A multistate agreement aimed at shoring up Lake Mead can’t be finished until California finds a way to solve two major, long-simmering environmental fights.
That was the message from top water managers Thursday gathered in Las Vegas for the annual conference of the Colorado River Water Users Association.
For the past 18 months, Nevada, California and Arizona have been negotiating a drought contingency plan to keep Lake Mead from shrinking enough to trigger a first-ever federal shortage declaration and force Nevada, which receives most of its water from the Colorado, and especially Arizona to slash their use of river water.
Under the plan, Nevada and Arizona would voluntarily reduce use and leave water in Lake Mead when the surface of the reservoir falls to certain trigger points. Should the lake fall far enough, California also would take voluntary reductions, even though current law shields the Golden State from cuts to its share of the Colorado.
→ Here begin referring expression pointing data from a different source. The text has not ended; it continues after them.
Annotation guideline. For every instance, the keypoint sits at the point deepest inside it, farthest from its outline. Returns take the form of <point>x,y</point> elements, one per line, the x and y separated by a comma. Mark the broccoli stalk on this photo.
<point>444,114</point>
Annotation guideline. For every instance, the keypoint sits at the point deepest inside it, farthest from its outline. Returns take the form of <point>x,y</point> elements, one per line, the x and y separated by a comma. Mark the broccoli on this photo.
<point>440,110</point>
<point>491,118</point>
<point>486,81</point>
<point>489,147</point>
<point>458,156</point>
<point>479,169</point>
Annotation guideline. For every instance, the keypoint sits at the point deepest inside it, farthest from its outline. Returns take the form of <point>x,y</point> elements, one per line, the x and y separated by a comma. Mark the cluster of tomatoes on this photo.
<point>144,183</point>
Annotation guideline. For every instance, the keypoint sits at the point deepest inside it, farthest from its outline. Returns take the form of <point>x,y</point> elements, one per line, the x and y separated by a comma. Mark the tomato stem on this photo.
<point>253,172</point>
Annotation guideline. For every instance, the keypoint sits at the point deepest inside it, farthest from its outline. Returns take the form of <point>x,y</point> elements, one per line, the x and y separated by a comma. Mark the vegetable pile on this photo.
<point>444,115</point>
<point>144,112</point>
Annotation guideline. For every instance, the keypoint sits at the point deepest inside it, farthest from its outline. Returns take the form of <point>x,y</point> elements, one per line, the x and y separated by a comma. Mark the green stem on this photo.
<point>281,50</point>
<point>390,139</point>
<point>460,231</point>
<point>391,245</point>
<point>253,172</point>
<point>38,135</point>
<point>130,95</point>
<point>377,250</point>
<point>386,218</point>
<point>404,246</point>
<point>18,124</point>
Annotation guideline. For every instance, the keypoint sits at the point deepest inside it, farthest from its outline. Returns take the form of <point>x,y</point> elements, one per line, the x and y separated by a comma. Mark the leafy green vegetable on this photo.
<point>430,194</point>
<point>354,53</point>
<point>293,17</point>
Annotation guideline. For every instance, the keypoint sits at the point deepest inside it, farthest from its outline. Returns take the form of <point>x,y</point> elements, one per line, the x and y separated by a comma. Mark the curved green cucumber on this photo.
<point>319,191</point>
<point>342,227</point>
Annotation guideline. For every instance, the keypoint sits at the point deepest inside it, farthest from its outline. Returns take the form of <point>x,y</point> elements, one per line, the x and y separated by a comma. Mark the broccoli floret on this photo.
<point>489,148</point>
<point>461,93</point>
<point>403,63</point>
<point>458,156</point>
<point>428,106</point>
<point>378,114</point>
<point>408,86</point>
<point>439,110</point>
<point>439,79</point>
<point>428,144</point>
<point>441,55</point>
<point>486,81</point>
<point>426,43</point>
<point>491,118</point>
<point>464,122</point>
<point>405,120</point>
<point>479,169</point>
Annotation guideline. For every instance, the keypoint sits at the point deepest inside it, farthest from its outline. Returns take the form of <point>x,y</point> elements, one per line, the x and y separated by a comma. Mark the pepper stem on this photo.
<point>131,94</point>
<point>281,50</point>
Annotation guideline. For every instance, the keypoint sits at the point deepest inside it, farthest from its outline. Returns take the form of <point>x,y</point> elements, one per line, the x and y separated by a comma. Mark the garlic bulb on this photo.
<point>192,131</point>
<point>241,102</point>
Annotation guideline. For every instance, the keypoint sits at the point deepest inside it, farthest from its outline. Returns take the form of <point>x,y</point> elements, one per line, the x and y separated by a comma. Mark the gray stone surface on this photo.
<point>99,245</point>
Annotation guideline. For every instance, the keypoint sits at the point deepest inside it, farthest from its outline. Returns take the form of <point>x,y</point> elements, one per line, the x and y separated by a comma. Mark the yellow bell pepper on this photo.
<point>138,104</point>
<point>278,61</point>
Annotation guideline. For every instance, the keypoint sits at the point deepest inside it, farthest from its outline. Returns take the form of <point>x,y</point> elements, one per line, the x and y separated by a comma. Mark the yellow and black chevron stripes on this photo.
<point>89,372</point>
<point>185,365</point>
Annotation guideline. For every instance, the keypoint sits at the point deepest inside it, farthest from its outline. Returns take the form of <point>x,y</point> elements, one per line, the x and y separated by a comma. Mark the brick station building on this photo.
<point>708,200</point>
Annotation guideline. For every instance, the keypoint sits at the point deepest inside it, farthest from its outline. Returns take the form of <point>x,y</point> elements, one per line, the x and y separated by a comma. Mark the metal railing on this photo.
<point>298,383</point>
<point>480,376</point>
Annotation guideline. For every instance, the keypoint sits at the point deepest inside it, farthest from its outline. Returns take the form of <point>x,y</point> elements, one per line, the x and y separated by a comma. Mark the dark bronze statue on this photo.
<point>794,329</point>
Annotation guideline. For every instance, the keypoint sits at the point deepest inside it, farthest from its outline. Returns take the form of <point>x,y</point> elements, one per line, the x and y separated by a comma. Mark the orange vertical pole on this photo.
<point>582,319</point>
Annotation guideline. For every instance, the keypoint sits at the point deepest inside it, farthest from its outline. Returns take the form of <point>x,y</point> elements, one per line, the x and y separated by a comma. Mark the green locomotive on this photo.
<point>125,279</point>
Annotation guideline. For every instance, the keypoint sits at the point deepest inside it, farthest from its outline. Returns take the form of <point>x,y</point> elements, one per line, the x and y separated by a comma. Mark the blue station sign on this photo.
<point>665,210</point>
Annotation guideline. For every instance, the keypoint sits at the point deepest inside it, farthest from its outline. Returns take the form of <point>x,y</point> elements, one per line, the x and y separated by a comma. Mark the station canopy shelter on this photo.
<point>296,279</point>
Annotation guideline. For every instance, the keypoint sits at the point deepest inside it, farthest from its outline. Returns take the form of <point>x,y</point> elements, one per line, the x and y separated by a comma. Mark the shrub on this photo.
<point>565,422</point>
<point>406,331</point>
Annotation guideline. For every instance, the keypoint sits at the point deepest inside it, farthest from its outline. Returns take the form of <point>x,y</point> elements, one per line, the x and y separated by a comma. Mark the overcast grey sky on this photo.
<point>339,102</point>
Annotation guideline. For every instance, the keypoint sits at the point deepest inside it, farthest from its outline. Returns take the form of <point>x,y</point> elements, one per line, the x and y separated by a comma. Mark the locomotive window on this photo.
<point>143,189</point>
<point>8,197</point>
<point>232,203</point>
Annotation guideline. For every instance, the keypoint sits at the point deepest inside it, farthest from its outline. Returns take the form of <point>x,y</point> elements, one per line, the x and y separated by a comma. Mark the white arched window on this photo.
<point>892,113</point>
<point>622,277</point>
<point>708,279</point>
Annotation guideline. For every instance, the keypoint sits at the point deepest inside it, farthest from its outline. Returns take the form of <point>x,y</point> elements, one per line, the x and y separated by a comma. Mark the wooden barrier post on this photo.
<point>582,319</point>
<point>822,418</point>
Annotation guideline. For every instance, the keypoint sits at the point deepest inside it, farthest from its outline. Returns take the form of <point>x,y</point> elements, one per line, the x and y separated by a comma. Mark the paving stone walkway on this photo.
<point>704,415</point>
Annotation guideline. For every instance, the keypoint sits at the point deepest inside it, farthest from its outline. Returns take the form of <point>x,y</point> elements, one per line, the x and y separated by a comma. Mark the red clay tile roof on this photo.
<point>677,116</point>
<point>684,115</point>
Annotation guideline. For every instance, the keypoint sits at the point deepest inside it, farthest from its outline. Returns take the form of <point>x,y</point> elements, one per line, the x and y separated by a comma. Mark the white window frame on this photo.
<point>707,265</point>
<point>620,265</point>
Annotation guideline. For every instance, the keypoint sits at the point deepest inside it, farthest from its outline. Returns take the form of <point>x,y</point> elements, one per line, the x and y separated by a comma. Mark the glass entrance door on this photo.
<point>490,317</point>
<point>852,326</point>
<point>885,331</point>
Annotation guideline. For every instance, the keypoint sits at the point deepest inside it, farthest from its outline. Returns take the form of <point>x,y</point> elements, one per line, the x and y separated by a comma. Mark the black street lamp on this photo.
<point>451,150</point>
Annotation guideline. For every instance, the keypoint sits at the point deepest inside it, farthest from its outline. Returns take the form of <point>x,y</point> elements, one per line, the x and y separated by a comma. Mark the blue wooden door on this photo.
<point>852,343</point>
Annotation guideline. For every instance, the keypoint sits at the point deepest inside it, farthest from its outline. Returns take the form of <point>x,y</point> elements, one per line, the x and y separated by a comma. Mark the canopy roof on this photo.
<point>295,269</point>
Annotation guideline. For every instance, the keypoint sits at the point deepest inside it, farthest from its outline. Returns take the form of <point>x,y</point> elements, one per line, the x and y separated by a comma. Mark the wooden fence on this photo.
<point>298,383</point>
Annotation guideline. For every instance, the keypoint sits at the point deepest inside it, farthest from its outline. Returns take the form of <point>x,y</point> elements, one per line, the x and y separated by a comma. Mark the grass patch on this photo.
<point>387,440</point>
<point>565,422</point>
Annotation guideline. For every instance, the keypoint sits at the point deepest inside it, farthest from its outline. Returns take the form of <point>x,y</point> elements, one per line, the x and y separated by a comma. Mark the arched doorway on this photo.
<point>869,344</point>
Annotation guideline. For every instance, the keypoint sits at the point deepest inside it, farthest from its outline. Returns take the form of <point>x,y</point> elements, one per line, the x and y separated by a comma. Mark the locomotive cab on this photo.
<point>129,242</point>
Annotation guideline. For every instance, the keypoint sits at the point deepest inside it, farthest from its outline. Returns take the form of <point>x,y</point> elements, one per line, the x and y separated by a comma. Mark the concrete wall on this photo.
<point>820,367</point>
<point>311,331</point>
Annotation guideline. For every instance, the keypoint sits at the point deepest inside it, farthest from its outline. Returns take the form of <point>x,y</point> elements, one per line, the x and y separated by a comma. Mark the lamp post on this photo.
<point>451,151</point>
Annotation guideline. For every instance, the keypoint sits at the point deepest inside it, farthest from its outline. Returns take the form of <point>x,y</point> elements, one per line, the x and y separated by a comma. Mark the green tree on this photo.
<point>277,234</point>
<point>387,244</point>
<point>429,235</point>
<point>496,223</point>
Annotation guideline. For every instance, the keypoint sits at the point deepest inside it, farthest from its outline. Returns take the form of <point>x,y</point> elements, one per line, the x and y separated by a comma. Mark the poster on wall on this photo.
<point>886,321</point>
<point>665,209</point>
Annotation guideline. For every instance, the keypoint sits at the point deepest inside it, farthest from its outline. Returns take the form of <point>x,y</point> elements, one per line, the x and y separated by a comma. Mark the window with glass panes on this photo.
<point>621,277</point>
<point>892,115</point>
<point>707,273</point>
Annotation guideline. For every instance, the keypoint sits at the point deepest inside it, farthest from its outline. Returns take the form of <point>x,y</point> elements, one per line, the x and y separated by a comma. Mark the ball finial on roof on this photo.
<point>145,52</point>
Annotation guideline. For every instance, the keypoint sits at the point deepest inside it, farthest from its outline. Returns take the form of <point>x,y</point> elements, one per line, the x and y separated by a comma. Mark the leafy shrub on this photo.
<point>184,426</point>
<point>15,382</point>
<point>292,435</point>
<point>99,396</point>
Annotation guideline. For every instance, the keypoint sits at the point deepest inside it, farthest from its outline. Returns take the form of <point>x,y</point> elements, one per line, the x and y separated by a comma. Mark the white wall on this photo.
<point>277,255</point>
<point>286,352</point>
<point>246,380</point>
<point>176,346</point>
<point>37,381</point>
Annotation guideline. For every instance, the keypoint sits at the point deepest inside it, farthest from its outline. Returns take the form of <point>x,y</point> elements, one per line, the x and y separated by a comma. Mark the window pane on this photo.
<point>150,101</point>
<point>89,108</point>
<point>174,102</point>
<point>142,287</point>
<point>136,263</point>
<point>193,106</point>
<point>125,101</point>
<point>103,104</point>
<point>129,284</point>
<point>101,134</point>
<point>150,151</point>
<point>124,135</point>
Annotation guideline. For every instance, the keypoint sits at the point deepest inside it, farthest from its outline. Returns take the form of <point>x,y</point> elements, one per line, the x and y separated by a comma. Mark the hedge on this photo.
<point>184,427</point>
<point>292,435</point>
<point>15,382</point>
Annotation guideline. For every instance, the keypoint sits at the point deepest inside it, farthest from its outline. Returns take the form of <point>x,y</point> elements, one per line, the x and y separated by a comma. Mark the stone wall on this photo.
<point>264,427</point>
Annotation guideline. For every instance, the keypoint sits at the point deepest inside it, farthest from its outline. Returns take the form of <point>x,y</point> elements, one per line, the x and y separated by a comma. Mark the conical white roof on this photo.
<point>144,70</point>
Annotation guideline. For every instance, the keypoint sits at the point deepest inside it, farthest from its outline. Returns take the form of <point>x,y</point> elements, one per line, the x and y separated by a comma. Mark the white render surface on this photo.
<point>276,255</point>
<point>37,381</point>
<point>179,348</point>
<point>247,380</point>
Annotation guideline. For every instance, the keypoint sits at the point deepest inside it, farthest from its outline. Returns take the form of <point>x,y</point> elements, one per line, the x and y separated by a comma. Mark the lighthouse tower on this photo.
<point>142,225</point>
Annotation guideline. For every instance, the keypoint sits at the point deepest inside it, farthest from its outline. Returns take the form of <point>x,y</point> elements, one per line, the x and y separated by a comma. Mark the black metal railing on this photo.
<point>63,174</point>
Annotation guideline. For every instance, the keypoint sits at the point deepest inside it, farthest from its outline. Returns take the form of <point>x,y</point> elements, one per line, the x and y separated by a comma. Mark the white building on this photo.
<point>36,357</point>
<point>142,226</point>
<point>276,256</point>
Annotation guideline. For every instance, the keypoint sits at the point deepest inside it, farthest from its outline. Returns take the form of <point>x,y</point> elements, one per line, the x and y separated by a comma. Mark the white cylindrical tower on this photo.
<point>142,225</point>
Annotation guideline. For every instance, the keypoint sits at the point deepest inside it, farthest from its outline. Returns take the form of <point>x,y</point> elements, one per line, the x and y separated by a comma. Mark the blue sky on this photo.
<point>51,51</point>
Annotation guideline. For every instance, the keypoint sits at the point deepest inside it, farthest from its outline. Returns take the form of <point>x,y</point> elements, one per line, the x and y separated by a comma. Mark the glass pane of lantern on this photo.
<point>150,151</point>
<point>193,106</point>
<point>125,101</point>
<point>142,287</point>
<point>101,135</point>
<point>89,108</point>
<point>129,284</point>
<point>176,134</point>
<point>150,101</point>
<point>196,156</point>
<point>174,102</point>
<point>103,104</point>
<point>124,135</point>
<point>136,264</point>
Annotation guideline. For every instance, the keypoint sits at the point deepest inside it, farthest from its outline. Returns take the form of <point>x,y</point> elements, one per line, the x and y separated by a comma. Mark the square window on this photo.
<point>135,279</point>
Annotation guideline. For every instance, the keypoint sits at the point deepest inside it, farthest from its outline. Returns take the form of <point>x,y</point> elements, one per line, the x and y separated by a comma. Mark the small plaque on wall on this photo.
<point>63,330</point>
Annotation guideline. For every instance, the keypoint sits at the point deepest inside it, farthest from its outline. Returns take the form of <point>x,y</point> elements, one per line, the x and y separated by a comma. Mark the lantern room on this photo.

But water managers said disputes in California are holding up the deal.
Before they agree to store more water in Lake Mead, California’s largest river users want to know how much water they might have to forgo to protect endangered fish in the Sacramento-San Joaquin Delta or keep the Salton Sea from drying up, triggering an ecological disaster.
In recent years, the state’s largest municipal water agency, the Metropolitan Water District of Southern California, has seen its annual water deliveries from Northern California slashed or halted altogether to protect minimum flows to the Bay-Delta ecosystem amid harsh drought in the Sierra Nevada.
“If we don’t get water from Northern California and the Colorado River Aqueduct, Southern California goes belly up. We need both of those to function,” Metropolitan General Manager Jeff Kightlinger said during a keynote panel discussion at Caesars Palace.
Kevin Kelly, general manager of California’s Imperial Irrigation District, which has rights to more river water than Nevada, Utah and Wyoming combined, said his agency is “uniquely positioned to be the most help” to Lake Mead. But it can’t until a solution has been found to the “existential threat” posed to its customers by the declining Salton Sea.
“The State of California candidly has been asleep” on the issue, Kelly said. “We’re waiting for a more coherent response from our own state.”
Tom Buschatzke, director of Arizona’s Department of Water Resources, said his state needs the contingency plan, with its incremental water reductions, to stave off the larger federally mandated cuts.
“When the lake gets really low, and we start to get shortages of 1 million acre-feet or 2 million acre-feet … that’s something hard to deal with,” he said.
Meanwhile, the U.S. is in talks with Mexico to extend and expand an agreement over how the Colorado should be managed across the international boundary.
Under the existing treaty amendment, set to expire at the end of 2017, Mexico stores some of its annual river allotment in Lake Mead in exchange for U.S. water agency investments south of the border.
After two years of talks, the two countries are close to a new pact that would spell out Mexico’s share of shortages on the river, let it continue storing some of its annual river allotment in Lake Mead, and allow U.S. water agencies to invest in water-saving projects south of the border for a share of water that is saved.
John Entsminger, general manager of the Southern Nevada Water Authority, called on the Obama administration to get the deal done — or as close to done as possible — “before the inauguration.”
He said he isn’t worried about the talks breaking down under the new administration. He’s just trying to prevent a delay should the people at the table suddenly change.
“The concern is much more procedural,” he said. “We don’t see this as a partisan issue.”